Josh Lerner, an investment banking professor at Harvard Business School, told Entrepreneur magazine that 90 percent of new business fail because they bask too much in the glory after receiving initial funding for their new enterprise. A 2013 report by information services firm CB Insights found that startups funded by large venture capital funds in the seed stages are far more likely to get second stage (Series B) funding than those funded by angel investors.
Seed funding comes from numerous sources, and not all of these sources are primarily concerned with turning a profit. Friends and family, along with angel investors, help fund startups based on their relationship with the business owner, not necessarily on the viability of the company itself. Most state and municipal funding sources are concerned with job creation. Venture capitalists, as the title suggests, expect a return on their investments in 10 years or less. Series B funding only comes to businesses that can show long-term sustainability and have reached tangible milestones after initial funding. These three tips will help put your business in the best position for subsequent funding.
Capillary Technologies, a Bangalore, India-based provider of cloud-based customer management solutions, recently announced it received $14 million in Series B funding mostly from VC firms Sequoia Capital and Norwest Venture. The company, which was established in 2008, has since secured several big-name customers including KFC and Marks & Spencer, the retail apparel giant.
Bark & Co., the New York-based doggie treat delivery service, recently announced $15 million in Series B funding as well. The company credits its 200,000 customers who subscribe to monthly deliveries, as the reason several VC firms willingly contributed to their expansion.
Your company doesn't have to be a multi-million dollar enterprise with big name clients, but it must demonstrate the ability to consistently turn a profit. One way to do this is by generating reports from sales forecasting software that can simultaneously improve your company's workflow. InsightSquared, for instance, can break down revenue data by groups or individual salespeople and determine future performance based on overall close rates.
Presenting concrete data like this to VC firms will also show them your level of organization and commitment, which may be the deciding factor before signing the check.
Minimize Human Risk
When a startup gets off the ground, it is typically run by a CEO and maybe one or two others.

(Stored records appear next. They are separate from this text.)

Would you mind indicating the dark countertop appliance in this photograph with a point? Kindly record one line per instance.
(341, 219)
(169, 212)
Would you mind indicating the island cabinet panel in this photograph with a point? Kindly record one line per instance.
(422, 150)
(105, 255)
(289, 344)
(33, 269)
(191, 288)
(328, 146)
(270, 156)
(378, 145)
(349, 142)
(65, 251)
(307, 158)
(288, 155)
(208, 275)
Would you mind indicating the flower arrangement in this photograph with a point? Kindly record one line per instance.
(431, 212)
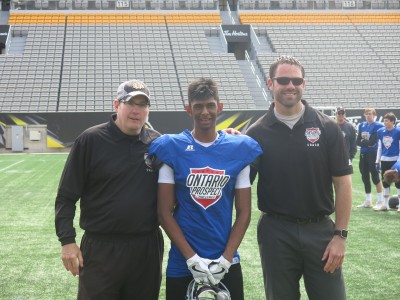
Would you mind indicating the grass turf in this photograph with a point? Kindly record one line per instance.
(31, 267)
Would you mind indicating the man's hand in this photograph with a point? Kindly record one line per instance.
(198, 266)
(72, 258)
(334, 254)
(218, 269)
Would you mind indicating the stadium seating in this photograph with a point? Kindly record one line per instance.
(72, 61)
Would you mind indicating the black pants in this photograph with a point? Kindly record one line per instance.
(367, 166)
(289, 251)
(176, 287)
(387, 165)
(121, 268)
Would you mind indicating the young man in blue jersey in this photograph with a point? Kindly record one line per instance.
(205, 174)
(390, 176)
(388, 153)
(367, 139)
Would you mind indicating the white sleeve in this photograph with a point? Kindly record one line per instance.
(166, 175)
(243, 180)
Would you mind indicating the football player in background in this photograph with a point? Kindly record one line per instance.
(388, 154)
(367, 139)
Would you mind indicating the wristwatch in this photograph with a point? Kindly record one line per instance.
(342, 233)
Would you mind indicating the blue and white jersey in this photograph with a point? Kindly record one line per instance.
(388, 144)
(366, 130)
(205, 180)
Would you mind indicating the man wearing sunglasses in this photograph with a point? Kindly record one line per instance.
(304, 158)
(349, 132)
(367, 139)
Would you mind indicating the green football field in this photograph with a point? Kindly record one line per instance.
(31, 268)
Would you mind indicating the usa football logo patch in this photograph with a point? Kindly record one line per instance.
(312, 134)
(387, 141)
(206, 185)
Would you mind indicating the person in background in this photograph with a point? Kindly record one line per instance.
(387, 155)
(304, 176)
(120, 255)
(390, 176)
(367, 139)
(349, 132)
(205, 174)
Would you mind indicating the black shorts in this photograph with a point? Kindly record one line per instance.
(121, 267)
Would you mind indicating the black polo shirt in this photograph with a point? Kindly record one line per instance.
(295, 171)
(106, 169)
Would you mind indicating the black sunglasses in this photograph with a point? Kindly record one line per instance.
(285, 80)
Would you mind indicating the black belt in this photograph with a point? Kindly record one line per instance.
(295, 219)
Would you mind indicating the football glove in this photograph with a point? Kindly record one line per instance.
(218, 269)
(198, 266)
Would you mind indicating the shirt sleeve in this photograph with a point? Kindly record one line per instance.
(243, 179)
(166, 175)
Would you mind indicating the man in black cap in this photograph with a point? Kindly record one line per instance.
(121, 251)
(348, 130)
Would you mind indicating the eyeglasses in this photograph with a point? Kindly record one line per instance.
(285, 80)
(140, 105)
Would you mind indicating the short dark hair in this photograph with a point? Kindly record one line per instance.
(390, 116)
(285, 59)
(203, 89)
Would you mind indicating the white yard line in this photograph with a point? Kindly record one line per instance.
(16, 163)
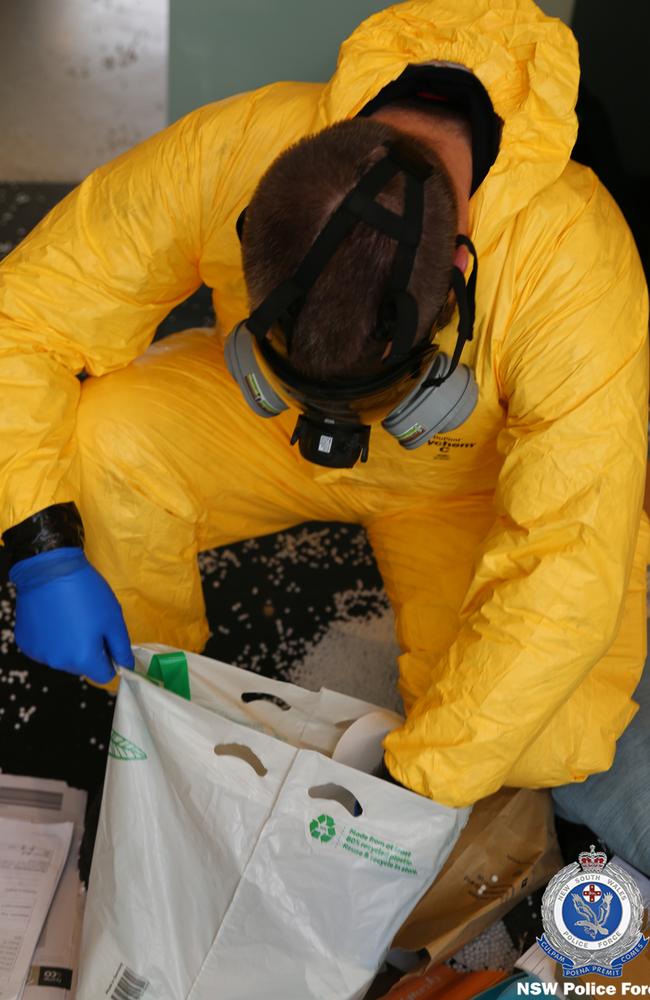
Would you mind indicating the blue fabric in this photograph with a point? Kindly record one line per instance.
(67, 615)
(616, 803)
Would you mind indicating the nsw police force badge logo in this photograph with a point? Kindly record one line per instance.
(592, 913)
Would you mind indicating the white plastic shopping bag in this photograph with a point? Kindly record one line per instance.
(230, 864)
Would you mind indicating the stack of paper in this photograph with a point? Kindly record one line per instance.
(41, 896)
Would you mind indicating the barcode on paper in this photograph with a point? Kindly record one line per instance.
(129, 986)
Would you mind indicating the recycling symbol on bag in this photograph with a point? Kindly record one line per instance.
(323, 828)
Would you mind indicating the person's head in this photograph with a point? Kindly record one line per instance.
(336, 333)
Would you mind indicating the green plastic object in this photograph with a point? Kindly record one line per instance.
(169, 670)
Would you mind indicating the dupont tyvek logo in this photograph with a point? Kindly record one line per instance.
(323, 828)
(122, 749)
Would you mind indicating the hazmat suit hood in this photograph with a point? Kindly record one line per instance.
(527, 62)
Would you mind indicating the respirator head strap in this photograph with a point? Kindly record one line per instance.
(399, 309)
(284, 302)
(466, 299)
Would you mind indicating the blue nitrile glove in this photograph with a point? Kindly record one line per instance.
(67, 616)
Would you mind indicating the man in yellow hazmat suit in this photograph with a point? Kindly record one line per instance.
(512, 546)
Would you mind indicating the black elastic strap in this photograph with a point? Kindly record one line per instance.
(56, 527)
(466, 299)
(405, 325)
(340, 223)
(284, 302)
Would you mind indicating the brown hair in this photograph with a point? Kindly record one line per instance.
(293, 201)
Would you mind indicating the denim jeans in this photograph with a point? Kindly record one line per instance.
(615, 804)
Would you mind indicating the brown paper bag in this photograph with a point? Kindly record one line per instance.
(507, 850)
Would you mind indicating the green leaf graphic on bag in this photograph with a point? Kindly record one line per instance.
(323, 828)
(123, 749)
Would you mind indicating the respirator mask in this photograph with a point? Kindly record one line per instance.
(419, 391)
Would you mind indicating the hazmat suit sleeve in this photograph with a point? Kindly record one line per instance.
(547, 594)
(86, 291)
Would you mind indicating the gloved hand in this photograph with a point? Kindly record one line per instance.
(67, 616)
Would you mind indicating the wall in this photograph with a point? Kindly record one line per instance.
(221, 47)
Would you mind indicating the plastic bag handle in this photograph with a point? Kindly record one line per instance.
(170, 670)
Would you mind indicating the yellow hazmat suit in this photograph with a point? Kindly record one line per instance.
(510, 548)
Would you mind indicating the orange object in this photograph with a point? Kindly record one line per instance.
(442, 983)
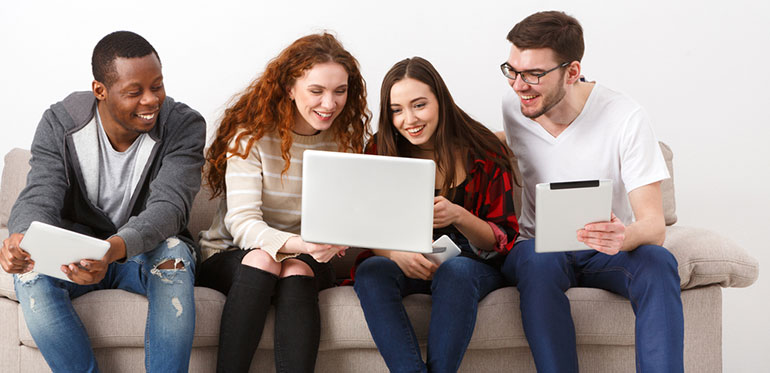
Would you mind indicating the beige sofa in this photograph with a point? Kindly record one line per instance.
(604, 322)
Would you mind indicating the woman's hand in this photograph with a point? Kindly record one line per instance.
(414, 265)
(445, 212)
(323, 253)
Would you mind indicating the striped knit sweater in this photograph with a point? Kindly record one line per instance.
(262, 208)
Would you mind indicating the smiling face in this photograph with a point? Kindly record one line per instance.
(130, 105)
(319, 95)
(537, 100)
(414, 110)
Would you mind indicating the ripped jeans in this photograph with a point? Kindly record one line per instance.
(61, 337)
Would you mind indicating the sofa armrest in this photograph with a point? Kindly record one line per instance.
(707, 258)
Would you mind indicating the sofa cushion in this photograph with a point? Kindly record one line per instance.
(14, 179)
(706, 258)
(115, 318)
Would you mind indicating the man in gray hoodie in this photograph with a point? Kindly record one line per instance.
(120, 163)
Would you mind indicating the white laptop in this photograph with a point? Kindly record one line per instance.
(368, 201)
(51, 247)
(564, 208)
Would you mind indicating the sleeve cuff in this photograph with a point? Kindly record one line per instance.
(276, 243)
(133, 240)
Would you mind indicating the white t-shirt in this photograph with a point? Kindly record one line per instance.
(610, 139)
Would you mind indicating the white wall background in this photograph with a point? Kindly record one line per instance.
(700, 69)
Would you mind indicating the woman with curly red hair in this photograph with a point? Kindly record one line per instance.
(312, 96)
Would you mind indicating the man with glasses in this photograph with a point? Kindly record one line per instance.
(562, 128)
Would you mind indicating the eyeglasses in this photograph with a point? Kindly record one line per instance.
(528, 77)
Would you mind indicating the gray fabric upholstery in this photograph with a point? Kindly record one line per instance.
(604, 322)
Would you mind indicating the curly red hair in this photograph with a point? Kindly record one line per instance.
(264, 107)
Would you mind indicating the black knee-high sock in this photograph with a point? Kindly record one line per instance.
(297, 324)
(243, 318)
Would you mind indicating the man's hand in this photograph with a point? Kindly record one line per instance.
(605, 237)
(89, 271)
(414, 265)
(12, 258)
(445, 212)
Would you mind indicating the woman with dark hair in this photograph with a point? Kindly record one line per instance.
(473, 206)
(312, 96)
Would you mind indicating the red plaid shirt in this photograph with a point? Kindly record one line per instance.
(488, 195)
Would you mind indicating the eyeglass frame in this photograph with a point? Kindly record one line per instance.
(505, 66)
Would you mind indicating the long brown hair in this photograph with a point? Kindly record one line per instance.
(264, 107)
(457, 134)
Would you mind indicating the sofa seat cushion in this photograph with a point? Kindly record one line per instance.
(116, 318)
(705, 257)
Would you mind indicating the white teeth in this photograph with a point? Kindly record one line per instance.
(415, 129)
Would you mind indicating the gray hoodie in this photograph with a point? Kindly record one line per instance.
(64, 172)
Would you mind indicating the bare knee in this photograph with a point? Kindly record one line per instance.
(295, 267)
(262, 260)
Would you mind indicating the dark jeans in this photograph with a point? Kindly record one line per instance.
(456, 288)
(250, 292)
(647, 276)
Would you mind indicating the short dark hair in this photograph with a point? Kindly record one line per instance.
(552, 29)
(125, 44)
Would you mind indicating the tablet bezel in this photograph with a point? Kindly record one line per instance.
(562, 208)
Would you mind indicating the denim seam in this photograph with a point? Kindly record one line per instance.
(406, 324)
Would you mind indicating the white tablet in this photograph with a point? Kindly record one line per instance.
(51, 247)
(561, 209)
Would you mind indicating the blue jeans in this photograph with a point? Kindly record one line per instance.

That means angel investors who weren't as concerned about turning a profit anyway, only had to deal with one or two individuals. But after a few years of success, your company will likely expand, hire more people and subsequently, bring in more personalities.
Beth Seidenberg of VC firm Kleiner Perkins Caufield and Byers (KPCB), said in a speech at Stanford University that venture capitalists look for five specific qualities in a company before committing funds to it. Strong leadership was the first and most important characteristic. She specifically mentioned John Melo of green technology company Amyris, which KPCB initially funded. Not only is Melo passionate about what his company does, but he is also the unquestioned leader of the firm, she said.
Too many cooks in the kitchen will be looked upon as unorganized, dysfunctional and ultimately, a bad investment. One high-ranking bad apple or partner with vocal views differing from the rest of leadership can completely derail a deal. VCs will sense a lack of control at the top, which is especially commonplace in a startup environment featuring several driven, competitive personalities.
Though these types of personnel moves can be tough, its in your best interest to move on from individuals who may potentially hold the company back. Startups are already a risk in-and-of themselves for VCs. You may not get a second chance at funding once the word gets out that leadership within your company is lacking.
Timing Is Everything
A company is going to be given a monetary value by VCs before they decide to invest. Market and economic conditions will play a significant role as to what the final analysis is.
First, know what a fair value is. There are several free valuation tools, such as this one from BizEx, that you can input figures and calculate an estimated value. There are also companies you can hire to give a specific asset-based, income-based or market comparison-based value of your company.
Strong economic conditions means more investors will be lined up searching for deals. But this can also create a false market that overvalues your company. Once the correction happens, you're stuck trying to make up for the bubble value, similar to what homeowners experienced after the 2008 housing market crash.
The fact you're company survived long enough to demand a second round of funding is an accomplishment by itself. But complacency at this point can quickly change your fortunes.